With no railroad, few farms, and two mines active for only a few years in the southern part of Blezard Township, it is not easy today to understand what could have attracted pioneers to Valley East at the turn of the century. The secret is well concealed beneath the lawns and flowerbeds of homes in this residential town in the form of good sandy yellow soil, ideal for agriculture. It was this soil that attracted the pioneers to the Townships of Blezard, Hanmer and Capreol and enabled them to feed the population of Sudbury for many years.
The Catholic Church was in the area from the outset to support them. Several villages formed around church towers including Blezard Valley, Hanmer, Val Caron, and Val Thérèse. The church would play a leading role in the social and economic development of Valley East.
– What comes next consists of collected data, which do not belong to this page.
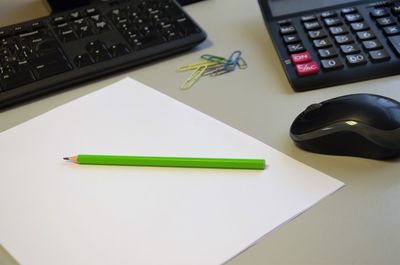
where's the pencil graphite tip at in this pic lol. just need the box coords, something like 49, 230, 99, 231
63, 156, 78, 163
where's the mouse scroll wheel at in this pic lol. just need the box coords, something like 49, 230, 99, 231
304, 103, 323, 115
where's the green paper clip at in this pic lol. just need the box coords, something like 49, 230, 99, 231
200, 54, 232, 65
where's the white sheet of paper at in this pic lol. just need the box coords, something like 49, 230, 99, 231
0, 78, 343, 265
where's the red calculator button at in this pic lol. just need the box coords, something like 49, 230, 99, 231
295, 61, 320, 76
291, 51, 312, 64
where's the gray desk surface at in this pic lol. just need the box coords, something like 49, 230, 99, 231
1, 0, 399, 264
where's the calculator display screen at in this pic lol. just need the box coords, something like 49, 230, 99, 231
268, 0, 362, 17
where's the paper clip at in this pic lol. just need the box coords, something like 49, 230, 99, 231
202, 64, 225, 76
224, 50, 242, 72
210, 68, 231, 77
238, 57, 248, 69
200, 54, 232, 65
180, 65, 207, 90
176, 60, 219, 72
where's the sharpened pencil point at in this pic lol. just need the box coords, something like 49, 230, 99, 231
64, 156, 78, 163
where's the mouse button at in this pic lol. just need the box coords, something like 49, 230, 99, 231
290, 113, 333, 135
291, 104, 336, 135
304, 103, 323, 115
301, 103, 338, 123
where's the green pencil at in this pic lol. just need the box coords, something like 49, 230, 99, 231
63, 155, 265, 170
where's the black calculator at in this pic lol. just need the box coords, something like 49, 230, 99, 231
258, 0, 400, 91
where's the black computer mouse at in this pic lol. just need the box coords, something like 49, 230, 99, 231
290, 94, 400, 160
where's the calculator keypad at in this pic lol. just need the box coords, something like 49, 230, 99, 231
276, 0, 400, 82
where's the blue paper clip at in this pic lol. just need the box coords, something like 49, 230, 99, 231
224, 50, 242, 72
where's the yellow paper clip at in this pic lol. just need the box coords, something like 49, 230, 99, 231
176, 60, 219, 72
180, 65, 207, 90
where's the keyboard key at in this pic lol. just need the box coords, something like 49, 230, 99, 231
301, 15, 317, 22
109, 43, 131, 57
90, 14, 102, 22
31, 21, 45, 30
73, 18, 86, 26
90, 48, 111, 62
280, 26, 296, 35
392, 5, 400, 15
313, 38, 332, 48
0, 29, 10, 38
0, 70, 35, 90
369, 49, 390, 62
321, 11, 337, 18
136, 32, 165, 49
34, 59, 72, 80
370, 8, 389, 18
321, 58, 344, 71
74, 53, 93, 67
287, 43, 305, 53
69, 11, 82, 20
85, 40, 106, 53
283, 34, 300, 44
52, 16, 66, 25
345, 13, 363, 23
291, 51, 312, 64
335, 34, 354, 44
277, 19, 292, 26
324, 17, 342, 27
304, 21, 322, 30
86, 7, 98, 15
14, 25, 28, 35
376, 17, 396, 27
340, 43, 360, 54
308, 29, 327, 39
58, 29, 77, 42
356, 30, 375, 40
318, 48, 338, 58
329, 26, 348, 35
388, 35, 400, 56
176, 17, 199, 35
341, 7, 357, 14
295, 61, 319, 76
346, 53, 367, 66
35, 40, 61, 55
383, 25, 400, 36
94, 21, 110, 33
362, 39, 383, 50
350, 22, 369, 31
76, 25, 93, 38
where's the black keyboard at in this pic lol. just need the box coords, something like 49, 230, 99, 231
0, 0, 206, 109
259, 0, 400, 91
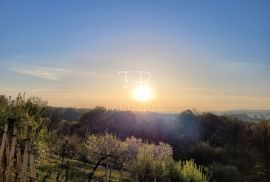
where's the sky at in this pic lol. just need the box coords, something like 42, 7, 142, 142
0, 0, 270, 112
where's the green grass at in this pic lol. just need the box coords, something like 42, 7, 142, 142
37, 156, 131, 182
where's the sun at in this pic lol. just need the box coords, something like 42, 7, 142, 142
133, 85, 153, 102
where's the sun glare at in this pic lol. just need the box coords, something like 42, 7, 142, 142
133, 85, 153, 102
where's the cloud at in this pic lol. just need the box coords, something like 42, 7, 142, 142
72, 71, 103, 79
29, 88, 58, 92
10, 66, 69, 81
8, 64, 103, 81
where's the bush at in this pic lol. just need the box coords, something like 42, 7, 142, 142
171, 159, 210, 182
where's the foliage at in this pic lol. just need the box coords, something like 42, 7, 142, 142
85, 132, 124, 163
0, 94, 48, 142
128, 141, 173, 179
82, 133, 174, 181
172, 159, 210, 182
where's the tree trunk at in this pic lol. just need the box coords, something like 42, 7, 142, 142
106, 162, 109, 182
108, 168, 112, 182
120, 168, 123, 182
65, 161, 69, 182
88, 156, 108, 182
135, 173, 138, 182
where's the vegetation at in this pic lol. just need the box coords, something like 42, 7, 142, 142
172, 160, 209, 182
0, 94, 270, 182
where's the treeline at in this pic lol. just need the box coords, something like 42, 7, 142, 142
47, 106, 270, 182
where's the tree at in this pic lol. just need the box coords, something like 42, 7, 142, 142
124, 138, 173, 181
84, 133, 124, 181
249, 120, 270, 182
152, 142, 173, 180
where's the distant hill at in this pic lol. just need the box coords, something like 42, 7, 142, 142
214, 110, 270, 122
44, 106, 270, 124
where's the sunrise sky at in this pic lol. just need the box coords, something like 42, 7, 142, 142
0, 0, 270, 112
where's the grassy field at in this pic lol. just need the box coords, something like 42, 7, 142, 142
37, 155, 131, 182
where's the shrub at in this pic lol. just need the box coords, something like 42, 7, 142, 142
171, 159, 210, 182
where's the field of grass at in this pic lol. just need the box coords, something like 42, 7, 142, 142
37, 155, 131, 182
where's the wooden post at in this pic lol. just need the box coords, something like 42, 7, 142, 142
20, 144, 30, 182
9, 125, 17, 161
20, 126, 31, 182
16, 145, 23, 181
6, 125, 18, 182
0, 124, 8, 181
0, 124, 8, 162
5, 142, 10, 165
6, 158, 15, 182
30, 151, 37, 181
3, 141, 11, 182
0, 122, 37, 182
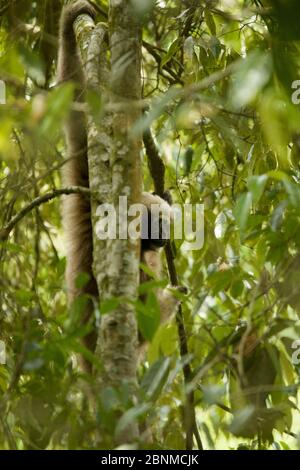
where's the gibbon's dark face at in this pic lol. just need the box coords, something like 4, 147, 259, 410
141, 207, 170, 251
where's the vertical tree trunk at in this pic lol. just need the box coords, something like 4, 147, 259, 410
73, 0, 142, 442
95, 0, 142, 441
85, 22, 113, 310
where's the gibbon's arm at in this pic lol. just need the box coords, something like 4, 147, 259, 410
57, 1, 98, 373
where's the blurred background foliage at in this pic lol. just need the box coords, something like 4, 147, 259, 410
0, 0, 300, 450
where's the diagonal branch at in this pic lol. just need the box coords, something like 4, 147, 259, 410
0, 186, 91, 241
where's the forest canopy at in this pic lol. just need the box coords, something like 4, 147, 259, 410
0, 0, 300, 451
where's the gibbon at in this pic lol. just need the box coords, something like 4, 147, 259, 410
57, 0, 180, 372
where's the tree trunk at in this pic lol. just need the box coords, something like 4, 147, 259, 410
74, 0, 142, 443
95, 1, 142, 442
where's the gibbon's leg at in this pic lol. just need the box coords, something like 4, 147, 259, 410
157, 286, 182, 323
58, 1, 97, 374
142, 247, 180, 322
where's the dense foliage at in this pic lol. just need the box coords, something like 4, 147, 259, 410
0, 0, 300, 450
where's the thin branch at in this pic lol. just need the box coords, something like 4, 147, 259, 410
143, 128, 165, 196
0, 186, 91, 241
143, 127, 203, 451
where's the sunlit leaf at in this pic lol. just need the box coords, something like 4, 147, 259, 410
229, 51, 272, 109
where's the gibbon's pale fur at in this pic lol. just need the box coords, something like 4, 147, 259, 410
57, 0, 178, 372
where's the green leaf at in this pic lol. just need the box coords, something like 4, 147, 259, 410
267, 170, 288, 181
279, 348, 295, 385
18, 44, 45, 86
234, 192, 252, 233
70, 295, 89, 321
138, 278, 166, 296
101, 297, 122, 315
283, 180, 300, 207
15, 289, 34, 305
137, 293, 161, 341
214, 211, 228, 239
271, 201, 288, 231
86, 89, 103, 121
208, 36, 222, 59
230, 279, 244, 298
100, 387, 119, 413
229, 51, 272, 109
205, 10, 216, 36
115, 404, 151, 439
161, 38, 181, 68
141, 356, 171, 401
202, 384, 226, 405
183, 146, 194, 176
248, 174, 268, 204
40, 83, 74, 137
75, 272, 90, 289
229, 405, 256, 436
280, 441, 291, 450
23, 358, 44, 371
The Protestant churches would come much later, after the transformation of Valley East from an agricultural community to a residential town with major demographic changes.
It was the townships that organized themselves into municipalities rather than the villages (Hanmer in 1904 with Mr. Onésime Dubois as the first reeve, Blezard Valley in 1906 with Mr. Moise Labelle as the first mayor and much later, the Township of Capreol in 1956). Though this made it possible to broaden the tax base for the development of services, it also gave rise to many rivalries and parochial squabbles. The situation was often exacerbated by the lack of passable roads, which meant that the services located in a village were not readily accessible to all.
Retail businesses and firms, including some arising out of the co-operative movement, came into being. Local transport companies played a vital role in this community though the first road linking Blezard Valley and Sudbury was not built until 1920. (It is said that the contractor was paid by the mile, which would explain the many unnecessary curves in this road!) These companies also provided transportation between the various villages as well as school transportation.
Once life became easier, sports were organized to occupy spare time and activities that originally were essential to survival, such as hunting and fishing, became leisure activities and attracted new residents to the community.
Over the years, the villages of Valley East would go through several amalgamations, either sought by the population, or imposed by governments.